[13] As Byron is introduced into Adonais as mourning for Keats, and as in fact he cared for Keats hardly at all, it seems possible that his silence was dictated by antagonism rather than by modesty.
[14] Blackwood seems to imply that the Quarterly accused Endymion of indecency; this is not correct.
[15] The reader of Keats’s preface will find that this is a misrepresentation. Keats did not speak of any fierce hell of criticism, nor did he ask to remain uncriticised in order that he might write more. What he said was that a feeling critic would not fall foul of him for hoping to write good poetry in the long run, and would be aware that Keats’s own sense of failure in Endymion was as fierce a hell as he could be chastised by.
[16] This passage of the letter had remained unpublished up to 1890. It then appeared in Mr. Buxton Forman’s volume, Poetry and Prose by John Keats. Some authentic information as to Keats’s change of feeling had, however, been published before.
[17] This phrase is lumbering and not grammatical. The words ’I confess that I am unable to refuse’ would be all that the meaning requires.
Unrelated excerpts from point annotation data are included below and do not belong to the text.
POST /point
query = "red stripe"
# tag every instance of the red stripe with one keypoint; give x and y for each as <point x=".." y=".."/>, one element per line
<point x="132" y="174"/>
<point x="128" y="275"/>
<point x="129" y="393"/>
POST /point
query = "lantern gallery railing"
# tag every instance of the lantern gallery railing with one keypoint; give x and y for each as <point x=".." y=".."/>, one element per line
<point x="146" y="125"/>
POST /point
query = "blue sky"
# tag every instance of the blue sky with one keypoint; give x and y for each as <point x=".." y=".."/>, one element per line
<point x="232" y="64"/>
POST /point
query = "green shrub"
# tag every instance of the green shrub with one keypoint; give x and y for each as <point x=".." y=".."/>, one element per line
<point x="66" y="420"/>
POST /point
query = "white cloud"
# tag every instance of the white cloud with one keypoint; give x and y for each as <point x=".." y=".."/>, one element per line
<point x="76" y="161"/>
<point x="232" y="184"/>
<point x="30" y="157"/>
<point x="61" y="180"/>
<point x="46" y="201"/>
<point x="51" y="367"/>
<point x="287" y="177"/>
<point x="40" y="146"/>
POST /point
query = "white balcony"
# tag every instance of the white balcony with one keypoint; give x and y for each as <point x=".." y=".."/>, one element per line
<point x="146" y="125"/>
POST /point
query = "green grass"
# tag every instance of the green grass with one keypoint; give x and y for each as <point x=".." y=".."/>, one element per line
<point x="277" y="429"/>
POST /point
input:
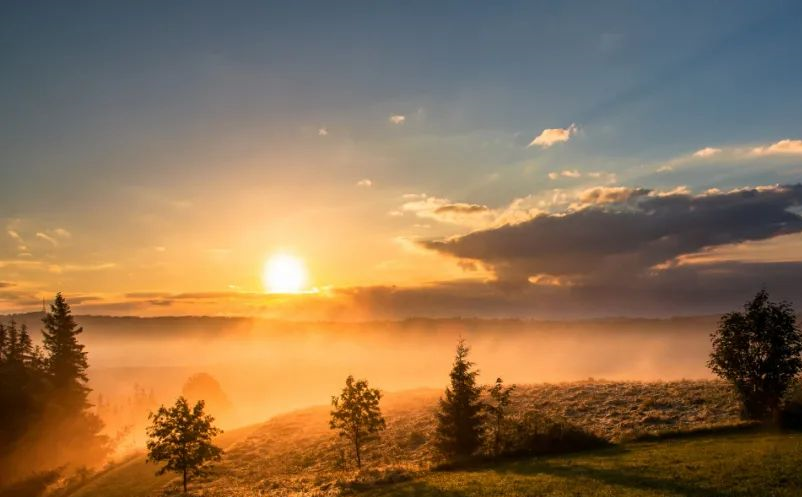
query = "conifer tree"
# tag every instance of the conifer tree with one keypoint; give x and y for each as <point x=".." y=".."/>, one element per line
<point x="497" y="408"/>
<point x="182" y="438"/>
<point x="66" y="359"/>
<point x="356" y="414"/>
<point x="460" y="419"/>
[18] This seems to contradict the phrase in Adonais (stanza 20) ‘Nought we know dies.’ Probably Shelley, in the prose passage, does not intend ‘perishes’ to be accepted in the absolute sense of ‘dies,’ or ‘ceases to have any existence;’ he means that all things undergo a process of deterioration and decay, leading on to some essential change or transmutation. The French have the word ‘deperir’ as well as ‘perir’: Shelley’s ‘perishes’ would correspond to ‘deperit.’